For the development of alternative concepts for the cost effective treatment of wastewaters with high ammonium content and low C/N-ratio, autotrophic consortia of micro-organisms with the ability to convert ammonium directly into N2 are of particular interest. Several full-scale industrial biofilm plants eliminating nitrogen without carbon source for years in a stable process, are suspected for some time to harbor active anaerobic ammonium oxidizers in deeper, oxygen-limited biofilm layers.
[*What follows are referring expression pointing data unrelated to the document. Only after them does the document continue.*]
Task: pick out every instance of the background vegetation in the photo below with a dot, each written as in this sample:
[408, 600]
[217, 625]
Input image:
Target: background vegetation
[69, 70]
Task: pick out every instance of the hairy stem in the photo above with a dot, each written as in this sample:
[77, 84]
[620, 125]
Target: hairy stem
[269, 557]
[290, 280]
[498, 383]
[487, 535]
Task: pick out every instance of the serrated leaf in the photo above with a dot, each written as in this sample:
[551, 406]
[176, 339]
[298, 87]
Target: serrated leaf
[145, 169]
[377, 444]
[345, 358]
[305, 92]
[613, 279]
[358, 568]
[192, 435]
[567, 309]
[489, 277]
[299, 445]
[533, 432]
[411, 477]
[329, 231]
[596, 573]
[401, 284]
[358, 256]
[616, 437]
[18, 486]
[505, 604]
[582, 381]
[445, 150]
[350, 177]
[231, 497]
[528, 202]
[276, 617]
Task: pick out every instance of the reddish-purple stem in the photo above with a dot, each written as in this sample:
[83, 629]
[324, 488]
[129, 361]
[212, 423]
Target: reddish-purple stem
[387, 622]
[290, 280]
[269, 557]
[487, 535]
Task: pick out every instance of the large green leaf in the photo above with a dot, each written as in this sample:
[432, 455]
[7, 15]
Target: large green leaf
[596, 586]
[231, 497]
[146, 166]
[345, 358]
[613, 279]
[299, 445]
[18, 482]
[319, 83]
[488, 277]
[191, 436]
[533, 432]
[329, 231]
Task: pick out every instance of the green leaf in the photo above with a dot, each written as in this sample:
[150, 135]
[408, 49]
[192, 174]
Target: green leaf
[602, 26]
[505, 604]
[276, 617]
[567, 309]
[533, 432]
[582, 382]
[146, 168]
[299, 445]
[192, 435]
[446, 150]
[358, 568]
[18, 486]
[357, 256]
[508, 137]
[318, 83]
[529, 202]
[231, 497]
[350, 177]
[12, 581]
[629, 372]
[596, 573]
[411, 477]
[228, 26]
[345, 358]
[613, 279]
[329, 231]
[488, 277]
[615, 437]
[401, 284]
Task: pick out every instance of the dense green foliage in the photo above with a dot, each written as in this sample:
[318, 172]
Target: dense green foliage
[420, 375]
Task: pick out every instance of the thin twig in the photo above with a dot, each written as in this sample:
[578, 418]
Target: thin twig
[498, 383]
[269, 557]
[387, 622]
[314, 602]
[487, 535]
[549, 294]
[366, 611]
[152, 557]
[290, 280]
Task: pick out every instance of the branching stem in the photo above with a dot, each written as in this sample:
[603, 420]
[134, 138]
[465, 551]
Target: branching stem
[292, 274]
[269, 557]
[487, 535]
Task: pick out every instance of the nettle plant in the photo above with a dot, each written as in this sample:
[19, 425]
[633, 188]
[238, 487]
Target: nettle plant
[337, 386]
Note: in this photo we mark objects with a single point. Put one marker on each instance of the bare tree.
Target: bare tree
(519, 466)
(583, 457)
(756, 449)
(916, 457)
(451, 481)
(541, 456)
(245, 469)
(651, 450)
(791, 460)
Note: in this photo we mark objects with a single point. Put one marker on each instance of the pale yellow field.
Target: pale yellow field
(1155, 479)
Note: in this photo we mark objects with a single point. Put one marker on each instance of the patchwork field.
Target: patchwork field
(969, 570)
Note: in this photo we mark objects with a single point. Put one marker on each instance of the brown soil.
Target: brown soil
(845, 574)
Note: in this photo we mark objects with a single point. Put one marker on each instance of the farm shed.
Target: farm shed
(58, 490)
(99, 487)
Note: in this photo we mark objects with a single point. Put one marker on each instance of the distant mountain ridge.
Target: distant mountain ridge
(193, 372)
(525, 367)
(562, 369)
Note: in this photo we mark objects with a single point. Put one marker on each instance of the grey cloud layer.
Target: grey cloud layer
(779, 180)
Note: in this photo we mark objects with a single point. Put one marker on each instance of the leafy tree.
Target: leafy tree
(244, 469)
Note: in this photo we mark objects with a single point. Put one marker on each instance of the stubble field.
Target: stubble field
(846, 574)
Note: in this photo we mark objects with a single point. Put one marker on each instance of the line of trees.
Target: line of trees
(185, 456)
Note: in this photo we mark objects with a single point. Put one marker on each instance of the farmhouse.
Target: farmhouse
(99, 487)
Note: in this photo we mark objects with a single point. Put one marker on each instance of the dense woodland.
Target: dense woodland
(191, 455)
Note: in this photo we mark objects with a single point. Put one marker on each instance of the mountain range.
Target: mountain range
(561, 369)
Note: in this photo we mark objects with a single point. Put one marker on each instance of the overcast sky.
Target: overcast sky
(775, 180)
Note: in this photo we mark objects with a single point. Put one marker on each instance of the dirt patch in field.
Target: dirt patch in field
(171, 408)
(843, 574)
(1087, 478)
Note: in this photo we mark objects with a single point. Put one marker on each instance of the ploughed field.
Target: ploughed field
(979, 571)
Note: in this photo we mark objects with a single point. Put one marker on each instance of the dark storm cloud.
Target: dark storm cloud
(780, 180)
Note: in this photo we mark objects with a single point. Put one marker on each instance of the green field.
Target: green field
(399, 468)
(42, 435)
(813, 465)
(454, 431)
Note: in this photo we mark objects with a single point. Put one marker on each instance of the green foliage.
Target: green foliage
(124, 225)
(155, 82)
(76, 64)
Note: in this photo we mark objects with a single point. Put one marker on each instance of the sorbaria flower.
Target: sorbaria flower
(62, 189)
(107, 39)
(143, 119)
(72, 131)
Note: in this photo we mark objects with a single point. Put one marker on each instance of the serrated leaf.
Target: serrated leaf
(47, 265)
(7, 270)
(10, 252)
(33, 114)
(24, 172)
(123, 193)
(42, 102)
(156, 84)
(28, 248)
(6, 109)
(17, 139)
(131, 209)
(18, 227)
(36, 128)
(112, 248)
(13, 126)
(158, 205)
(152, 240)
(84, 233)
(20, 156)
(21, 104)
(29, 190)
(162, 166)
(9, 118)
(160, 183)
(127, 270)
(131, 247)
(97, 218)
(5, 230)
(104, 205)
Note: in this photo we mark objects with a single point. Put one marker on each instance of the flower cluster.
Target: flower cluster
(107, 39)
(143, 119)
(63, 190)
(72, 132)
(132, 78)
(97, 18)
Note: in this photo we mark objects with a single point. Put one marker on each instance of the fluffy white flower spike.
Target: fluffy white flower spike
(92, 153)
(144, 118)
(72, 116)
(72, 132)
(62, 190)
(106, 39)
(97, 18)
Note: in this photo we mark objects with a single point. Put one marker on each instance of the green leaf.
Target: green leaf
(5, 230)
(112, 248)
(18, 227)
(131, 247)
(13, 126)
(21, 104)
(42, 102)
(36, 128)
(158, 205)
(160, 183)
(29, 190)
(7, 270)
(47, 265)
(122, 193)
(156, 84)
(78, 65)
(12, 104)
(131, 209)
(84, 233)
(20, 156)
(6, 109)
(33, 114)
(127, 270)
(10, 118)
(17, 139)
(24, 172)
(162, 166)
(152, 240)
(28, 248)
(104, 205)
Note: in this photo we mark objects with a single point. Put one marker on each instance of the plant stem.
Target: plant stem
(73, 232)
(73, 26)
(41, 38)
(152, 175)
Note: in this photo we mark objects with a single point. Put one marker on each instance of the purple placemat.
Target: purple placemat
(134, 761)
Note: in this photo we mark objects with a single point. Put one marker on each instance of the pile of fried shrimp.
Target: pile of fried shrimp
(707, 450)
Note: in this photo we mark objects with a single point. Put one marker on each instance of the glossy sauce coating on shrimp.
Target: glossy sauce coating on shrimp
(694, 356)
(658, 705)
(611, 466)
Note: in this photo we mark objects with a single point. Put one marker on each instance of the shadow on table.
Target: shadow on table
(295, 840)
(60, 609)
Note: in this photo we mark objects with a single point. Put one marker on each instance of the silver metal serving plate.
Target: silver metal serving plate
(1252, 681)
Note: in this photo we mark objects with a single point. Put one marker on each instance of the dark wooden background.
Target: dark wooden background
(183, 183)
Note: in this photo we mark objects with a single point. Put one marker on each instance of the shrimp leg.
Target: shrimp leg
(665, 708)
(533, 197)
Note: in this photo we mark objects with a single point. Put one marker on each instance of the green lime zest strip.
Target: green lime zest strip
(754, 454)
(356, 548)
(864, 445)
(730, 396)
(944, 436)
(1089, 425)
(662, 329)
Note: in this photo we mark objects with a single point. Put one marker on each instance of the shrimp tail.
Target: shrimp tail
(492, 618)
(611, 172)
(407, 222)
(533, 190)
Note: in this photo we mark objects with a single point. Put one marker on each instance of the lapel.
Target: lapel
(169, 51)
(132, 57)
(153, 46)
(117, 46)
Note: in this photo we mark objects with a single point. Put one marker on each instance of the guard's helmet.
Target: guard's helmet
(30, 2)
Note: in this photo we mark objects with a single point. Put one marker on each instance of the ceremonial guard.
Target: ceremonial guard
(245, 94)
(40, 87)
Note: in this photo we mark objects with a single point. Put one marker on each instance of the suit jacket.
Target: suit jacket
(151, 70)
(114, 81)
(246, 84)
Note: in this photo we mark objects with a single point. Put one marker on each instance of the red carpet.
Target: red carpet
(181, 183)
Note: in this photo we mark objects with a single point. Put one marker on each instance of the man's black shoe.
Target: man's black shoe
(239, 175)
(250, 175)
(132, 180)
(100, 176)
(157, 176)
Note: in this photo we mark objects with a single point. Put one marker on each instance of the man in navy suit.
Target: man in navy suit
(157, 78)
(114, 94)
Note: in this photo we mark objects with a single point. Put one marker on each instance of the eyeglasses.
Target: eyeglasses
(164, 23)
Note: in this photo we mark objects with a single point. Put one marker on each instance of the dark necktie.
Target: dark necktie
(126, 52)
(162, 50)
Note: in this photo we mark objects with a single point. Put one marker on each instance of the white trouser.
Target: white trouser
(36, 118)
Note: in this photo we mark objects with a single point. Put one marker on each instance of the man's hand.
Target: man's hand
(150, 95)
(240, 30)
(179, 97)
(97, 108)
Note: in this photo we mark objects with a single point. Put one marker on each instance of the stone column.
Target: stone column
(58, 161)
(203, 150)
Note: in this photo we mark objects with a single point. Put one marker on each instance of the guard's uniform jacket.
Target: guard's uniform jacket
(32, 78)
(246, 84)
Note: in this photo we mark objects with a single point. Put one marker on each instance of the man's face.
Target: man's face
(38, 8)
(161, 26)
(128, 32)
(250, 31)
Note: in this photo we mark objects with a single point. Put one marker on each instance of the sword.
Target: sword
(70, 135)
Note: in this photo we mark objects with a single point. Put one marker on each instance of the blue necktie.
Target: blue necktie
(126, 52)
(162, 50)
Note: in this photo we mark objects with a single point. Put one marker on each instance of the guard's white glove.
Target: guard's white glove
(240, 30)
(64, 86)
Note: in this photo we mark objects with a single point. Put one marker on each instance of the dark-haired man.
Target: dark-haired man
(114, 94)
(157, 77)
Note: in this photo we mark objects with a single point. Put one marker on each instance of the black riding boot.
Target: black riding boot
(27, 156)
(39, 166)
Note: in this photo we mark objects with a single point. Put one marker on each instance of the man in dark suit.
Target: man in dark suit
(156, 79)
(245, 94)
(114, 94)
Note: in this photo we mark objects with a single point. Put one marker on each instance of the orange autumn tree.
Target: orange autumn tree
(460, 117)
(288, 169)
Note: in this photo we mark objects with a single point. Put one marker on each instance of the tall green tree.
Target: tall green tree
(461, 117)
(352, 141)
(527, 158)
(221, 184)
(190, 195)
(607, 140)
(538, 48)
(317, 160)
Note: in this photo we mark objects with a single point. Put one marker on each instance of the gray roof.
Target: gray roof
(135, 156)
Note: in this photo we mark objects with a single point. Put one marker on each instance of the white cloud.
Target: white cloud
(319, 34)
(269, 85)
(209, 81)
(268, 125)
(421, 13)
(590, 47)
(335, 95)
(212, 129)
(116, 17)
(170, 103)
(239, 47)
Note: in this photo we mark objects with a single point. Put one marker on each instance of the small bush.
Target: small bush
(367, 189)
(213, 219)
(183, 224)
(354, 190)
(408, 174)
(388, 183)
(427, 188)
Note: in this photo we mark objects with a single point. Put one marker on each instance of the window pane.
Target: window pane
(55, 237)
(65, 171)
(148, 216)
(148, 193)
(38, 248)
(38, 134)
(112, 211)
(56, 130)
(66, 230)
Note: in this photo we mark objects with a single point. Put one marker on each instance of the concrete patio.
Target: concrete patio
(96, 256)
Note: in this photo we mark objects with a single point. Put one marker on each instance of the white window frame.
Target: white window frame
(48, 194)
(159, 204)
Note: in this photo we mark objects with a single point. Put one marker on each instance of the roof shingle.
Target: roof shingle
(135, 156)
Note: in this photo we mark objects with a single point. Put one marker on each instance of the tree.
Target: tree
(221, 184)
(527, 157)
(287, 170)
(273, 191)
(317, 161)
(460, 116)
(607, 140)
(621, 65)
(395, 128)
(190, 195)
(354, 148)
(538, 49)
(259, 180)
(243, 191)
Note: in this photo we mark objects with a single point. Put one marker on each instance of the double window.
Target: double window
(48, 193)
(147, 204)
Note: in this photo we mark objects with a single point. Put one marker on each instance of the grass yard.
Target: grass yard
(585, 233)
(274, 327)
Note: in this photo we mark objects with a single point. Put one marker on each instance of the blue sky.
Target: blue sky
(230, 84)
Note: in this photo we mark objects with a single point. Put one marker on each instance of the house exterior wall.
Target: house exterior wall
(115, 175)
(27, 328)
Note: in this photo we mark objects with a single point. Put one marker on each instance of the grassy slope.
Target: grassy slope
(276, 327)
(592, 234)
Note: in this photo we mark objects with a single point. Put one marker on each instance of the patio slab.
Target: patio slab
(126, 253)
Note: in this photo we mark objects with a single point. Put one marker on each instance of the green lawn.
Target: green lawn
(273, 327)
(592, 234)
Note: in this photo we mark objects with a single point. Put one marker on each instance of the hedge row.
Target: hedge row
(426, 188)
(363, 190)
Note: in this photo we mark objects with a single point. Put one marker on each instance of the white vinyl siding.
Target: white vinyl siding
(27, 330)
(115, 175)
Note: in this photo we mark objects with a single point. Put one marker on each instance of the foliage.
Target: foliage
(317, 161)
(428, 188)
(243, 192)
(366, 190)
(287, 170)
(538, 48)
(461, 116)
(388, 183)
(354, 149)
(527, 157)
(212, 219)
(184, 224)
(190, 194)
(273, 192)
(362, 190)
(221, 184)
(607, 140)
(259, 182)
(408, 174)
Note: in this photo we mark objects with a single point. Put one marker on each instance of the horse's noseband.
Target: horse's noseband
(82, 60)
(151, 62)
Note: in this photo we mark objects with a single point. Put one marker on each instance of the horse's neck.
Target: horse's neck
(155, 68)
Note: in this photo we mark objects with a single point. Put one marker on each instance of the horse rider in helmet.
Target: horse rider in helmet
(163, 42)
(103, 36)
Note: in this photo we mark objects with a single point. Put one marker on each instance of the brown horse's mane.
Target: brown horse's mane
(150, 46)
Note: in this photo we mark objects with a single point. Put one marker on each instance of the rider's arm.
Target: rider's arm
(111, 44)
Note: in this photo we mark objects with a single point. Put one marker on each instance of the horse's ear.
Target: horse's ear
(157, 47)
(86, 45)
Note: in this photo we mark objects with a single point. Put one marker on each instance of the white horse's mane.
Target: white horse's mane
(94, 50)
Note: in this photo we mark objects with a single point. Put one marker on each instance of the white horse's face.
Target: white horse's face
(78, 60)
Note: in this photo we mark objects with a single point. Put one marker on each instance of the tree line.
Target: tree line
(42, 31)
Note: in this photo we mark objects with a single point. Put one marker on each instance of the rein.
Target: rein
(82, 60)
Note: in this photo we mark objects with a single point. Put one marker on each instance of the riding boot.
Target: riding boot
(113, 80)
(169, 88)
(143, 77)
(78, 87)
In order to identify the processes of the single-stage nitrogen elimination (deammonification) in biofilm systems and to allocate them to the responsible micro-organisms, a deammonifying moving-bed pilot plant was investigated in detail. 15N-labelled tracer compounds were used as well as 16S rDNA libraries and in situ identification of dominant organisms. The usage of rRNA-targeted oligonucleotide probes (FISH) was particularly emphasized on the ammonium oxidizers of the β-subclass of Proteobacteria and on the members of the order Planctomycetales. The combined application of these methods led to a deeper insight into the population structure and function of a deammonifying biofilm.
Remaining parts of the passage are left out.